3. The dress code is much more traditional than I'd imagined it would be. Sure, you'll still see ladies walking around in backless tunics with their bras exposed in Tulum, but that's an exception. Most other places in this country women wearing anything that hits above the knees is a rare site.
4. The food isn't spicy. You can always add picante to everything, but the food that arrives on your plate will very rarely have any heat. There is a difference between spice and flavor - el sabor de comida is typically unique and insanely delicious.
5. It is loud here. The cars are loud, the collectivo (shared public transit vans) drivers are always yelling out the window at people on the street. The gas truck, the water truck, they play music at top volume as they drive slowly through town. The birds in our garden are loud! Every time I'm on a call for work, my co-workers comment on how they can hear the birds very clearly. There's always a dog barking somewhere. There are fireworks going off 80% of the time. People never stop talking. The vendors are always approaching people and to sell their goods. And there is something comforting about that noise. Now quiet has become a strange sound.
The first time I went back to the States for a visit I noticed two things:
1. Everything seemed very bright. Isn't that weird? I don't know how else to describe it.
2. Everything seemed incredibly orderly. Traffic obeyed the signals, people stayed in their lanes. The streets were clean. The buildings were built to code. We were living within a grid, there were social rules that were subdued and assumed.
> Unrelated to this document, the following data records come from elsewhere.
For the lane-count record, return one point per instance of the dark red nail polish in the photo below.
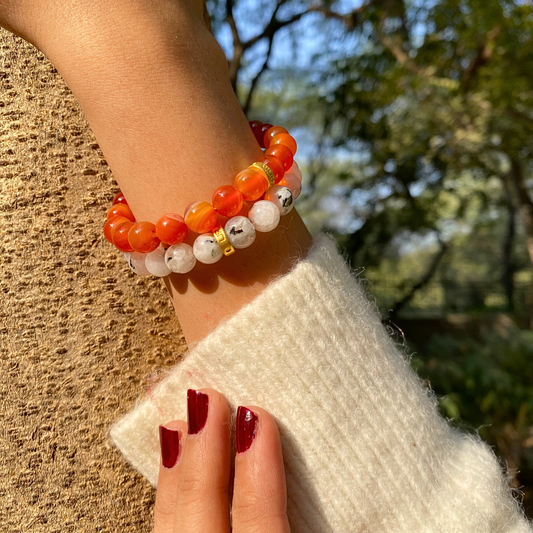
(170, 446)
(197, 405)
(246, 425)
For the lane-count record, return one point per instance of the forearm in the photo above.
(154, 86)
In Mexico, it's chaotic. Taxis weave all over the place. No car stays in their lane. At a restaurant, the waiter will never ask if you want your check (I love this). You'll need to say "la cuenta" or you will sit forever. Children will try to sell you gum, and, scarfs, and cigarettes. There is so much beauty. Gosh, I feel like the luckiest person to have the opportunity to spend time getting to know Mexico.